There is a lot that has and should be said about how digital technologies can tear at the fabric of family life. Yet these same technologies have brought my family together, and not just digitally.

What does it mean to be a netizen?

Back in December in a post on the Open Government Directive, social media expert Steve Radick wrote, "The rights and responsibilities of U.S. citizenship are changing, and we [government practitioners] need to be educated—at every level—on how and why to engage through open government channels." This resonated with me: What does citizenship look like in the age of the internet? What new citizen "duties" are emerging on the social web?

When I think of citizenship on the web, it is not in the conventional "national citizen" sense. Rather, citizenship takes on a broader, and perhaps equally important, meaning: internet citizens ("netizens" as Michael Hauben dubbed us) are people who have a stake in the evolving content and character of the web.

In this sense, internet users are citizens in a world of ideas, participants in an ongoing knowledge and value (in the "societal values" sense) creation experiment. Although language, technology access and literacy, and censorship still represent barriers for some, the conversation is increasingly global.

The on-line world is a democratic space. People "vote" in this space by consuming, responding to (e.g. by commenting on blogs), sharing, promoting (e.g. within ranking systems like Digg) and creating content. Like more traditional democratic spaces, the web favors those who engage, those who say and do things, over those who do not; people who engage have a say in shaping the online world. It's worth noting that, like other democratic spaces, some have more influence, "more of a vote", than others because of structural and other factors (e.g. what sites a search engine ranking algorithm favors).

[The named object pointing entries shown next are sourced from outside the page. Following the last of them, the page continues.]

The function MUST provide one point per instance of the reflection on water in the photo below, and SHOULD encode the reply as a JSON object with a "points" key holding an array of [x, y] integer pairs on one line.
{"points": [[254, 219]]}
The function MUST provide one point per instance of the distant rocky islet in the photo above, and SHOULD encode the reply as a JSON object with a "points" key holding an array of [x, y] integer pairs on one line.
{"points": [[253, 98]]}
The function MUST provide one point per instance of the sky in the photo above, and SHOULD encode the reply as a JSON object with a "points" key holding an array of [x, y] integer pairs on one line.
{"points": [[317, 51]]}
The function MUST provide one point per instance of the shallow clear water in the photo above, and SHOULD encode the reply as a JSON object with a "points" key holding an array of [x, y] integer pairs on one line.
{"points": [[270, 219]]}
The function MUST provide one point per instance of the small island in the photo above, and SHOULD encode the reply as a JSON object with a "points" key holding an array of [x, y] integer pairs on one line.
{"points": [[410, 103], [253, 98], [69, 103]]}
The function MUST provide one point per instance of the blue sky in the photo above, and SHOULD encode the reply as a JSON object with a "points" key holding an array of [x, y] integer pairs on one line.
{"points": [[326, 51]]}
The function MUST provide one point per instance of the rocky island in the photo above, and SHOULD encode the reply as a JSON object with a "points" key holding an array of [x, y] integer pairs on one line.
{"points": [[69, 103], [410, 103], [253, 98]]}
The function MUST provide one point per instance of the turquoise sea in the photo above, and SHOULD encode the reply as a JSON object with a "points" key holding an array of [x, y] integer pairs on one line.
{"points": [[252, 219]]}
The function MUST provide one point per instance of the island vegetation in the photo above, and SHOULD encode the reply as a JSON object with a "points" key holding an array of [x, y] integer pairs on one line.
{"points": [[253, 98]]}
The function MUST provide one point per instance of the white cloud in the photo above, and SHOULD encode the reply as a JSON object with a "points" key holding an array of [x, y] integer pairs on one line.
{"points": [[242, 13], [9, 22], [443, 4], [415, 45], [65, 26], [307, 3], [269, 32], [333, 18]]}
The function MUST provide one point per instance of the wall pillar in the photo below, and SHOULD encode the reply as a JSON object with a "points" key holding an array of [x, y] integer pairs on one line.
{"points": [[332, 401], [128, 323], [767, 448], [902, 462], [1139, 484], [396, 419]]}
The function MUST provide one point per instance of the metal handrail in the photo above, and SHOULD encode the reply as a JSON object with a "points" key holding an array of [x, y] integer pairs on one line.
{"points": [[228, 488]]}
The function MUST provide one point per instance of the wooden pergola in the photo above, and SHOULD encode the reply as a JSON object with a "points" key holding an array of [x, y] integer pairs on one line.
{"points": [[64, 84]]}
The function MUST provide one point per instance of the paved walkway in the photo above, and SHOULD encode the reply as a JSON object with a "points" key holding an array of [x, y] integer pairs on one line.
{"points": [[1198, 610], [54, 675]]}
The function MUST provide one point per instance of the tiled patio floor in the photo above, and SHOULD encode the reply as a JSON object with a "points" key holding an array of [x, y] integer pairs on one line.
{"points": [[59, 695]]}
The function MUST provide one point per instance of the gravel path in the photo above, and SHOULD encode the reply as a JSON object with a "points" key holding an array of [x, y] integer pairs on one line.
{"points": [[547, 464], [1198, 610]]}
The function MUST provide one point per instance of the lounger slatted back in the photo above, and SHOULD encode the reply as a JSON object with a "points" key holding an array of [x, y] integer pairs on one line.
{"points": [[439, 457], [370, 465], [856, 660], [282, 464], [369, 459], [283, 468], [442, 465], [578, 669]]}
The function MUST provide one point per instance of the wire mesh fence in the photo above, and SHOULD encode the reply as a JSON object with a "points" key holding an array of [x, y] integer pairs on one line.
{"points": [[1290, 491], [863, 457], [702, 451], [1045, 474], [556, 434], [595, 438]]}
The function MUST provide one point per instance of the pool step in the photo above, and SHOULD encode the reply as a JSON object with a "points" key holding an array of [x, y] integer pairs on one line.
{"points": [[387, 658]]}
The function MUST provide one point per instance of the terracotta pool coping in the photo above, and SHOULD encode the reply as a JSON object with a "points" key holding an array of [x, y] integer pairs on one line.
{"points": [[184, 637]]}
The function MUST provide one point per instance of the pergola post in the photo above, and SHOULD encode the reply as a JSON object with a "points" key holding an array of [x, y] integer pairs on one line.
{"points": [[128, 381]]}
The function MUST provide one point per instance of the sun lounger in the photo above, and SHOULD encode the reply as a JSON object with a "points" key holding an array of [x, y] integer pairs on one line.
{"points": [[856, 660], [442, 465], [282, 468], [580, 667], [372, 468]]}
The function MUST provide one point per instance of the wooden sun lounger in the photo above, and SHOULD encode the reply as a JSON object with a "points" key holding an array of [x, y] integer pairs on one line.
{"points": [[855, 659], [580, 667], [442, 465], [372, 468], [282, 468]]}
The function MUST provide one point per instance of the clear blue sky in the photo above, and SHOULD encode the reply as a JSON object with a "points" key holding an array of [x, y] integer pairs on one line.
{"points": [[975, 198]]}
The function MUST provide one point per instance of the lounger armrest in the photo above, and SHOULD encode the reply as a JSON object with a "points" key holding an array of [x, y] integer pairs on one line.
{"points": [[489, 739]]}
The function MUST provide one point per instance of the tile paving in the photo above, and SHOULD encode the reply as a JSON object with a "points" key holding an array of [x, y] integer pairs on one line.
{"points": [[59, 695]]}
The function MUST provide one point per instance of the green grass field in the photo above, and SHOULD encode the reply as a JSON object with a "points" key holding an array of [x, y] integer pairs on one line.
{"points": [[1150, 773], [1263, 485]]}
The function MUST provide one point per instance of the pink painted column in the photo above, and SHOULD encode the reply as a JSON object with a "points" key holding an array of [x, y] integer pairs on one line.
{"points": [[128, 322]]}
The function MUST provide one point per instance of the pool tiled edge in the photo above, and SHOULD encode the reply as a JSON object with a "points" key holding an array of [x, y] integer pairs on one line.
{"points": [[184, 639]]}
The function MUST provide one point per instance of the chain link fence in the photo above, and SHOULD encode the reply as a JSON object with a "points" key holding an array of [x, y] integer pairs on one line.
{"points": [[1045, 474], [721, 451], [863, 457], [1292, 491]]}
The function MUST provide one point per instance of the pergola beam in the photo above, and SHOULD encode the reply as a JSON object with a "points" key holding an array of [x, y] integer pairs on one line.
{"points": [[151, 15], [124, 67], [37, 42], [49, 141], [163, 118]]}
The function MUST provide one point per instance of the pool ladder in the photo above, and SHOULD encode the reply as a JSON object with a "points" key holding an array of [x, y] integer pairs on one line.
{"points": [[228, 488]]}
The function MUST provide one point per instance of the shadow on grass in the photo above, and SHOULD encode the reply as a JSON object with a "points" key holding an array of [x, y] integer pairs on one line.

The Internet is saturated with information (too much for any one individual to sort through) and crowded with competing narratives; the information and narratives that bubble up to the top become public "knowledge". The content that surfaces (e.g. the first page of Google results on a given topic) might be taken to represent a sort of consensus on what is "valuable", maybe even what's "true".

With this in mind, I posit that engagement on the internet is perhaps, like civic engagement in the off-line world, a "duty" of citizenship. If we want our values to be reflected in the presiding culture, if we want the best information to rise to the top, we have to assert ourselves through all of the mechanisms available to us.

While many consume content, fewer share it and fewer yet, actively promote or create it. This worries me. Why? Because many quarters of the internet are effectively "dictatorships of the loud" – people who create content often and are good at promoting it, disproportionately impact the conversation regardless of how sound their ideas are. The inane or fluffy often wins out over the useful or profound.

I started writing not because I'm the most expert person on many of the subjects I write on, but because I'm having my say, I'm "voting". And I'm not just blogging; I'm scouring the internet for ideas that represent our best values and promoting them; I'm seeking out bull and blasphemy and calling it out for what it is. I figure It's the least I can do to help shape the Internet, and the World.

What do you think, what does it mean to be a 'netizen'?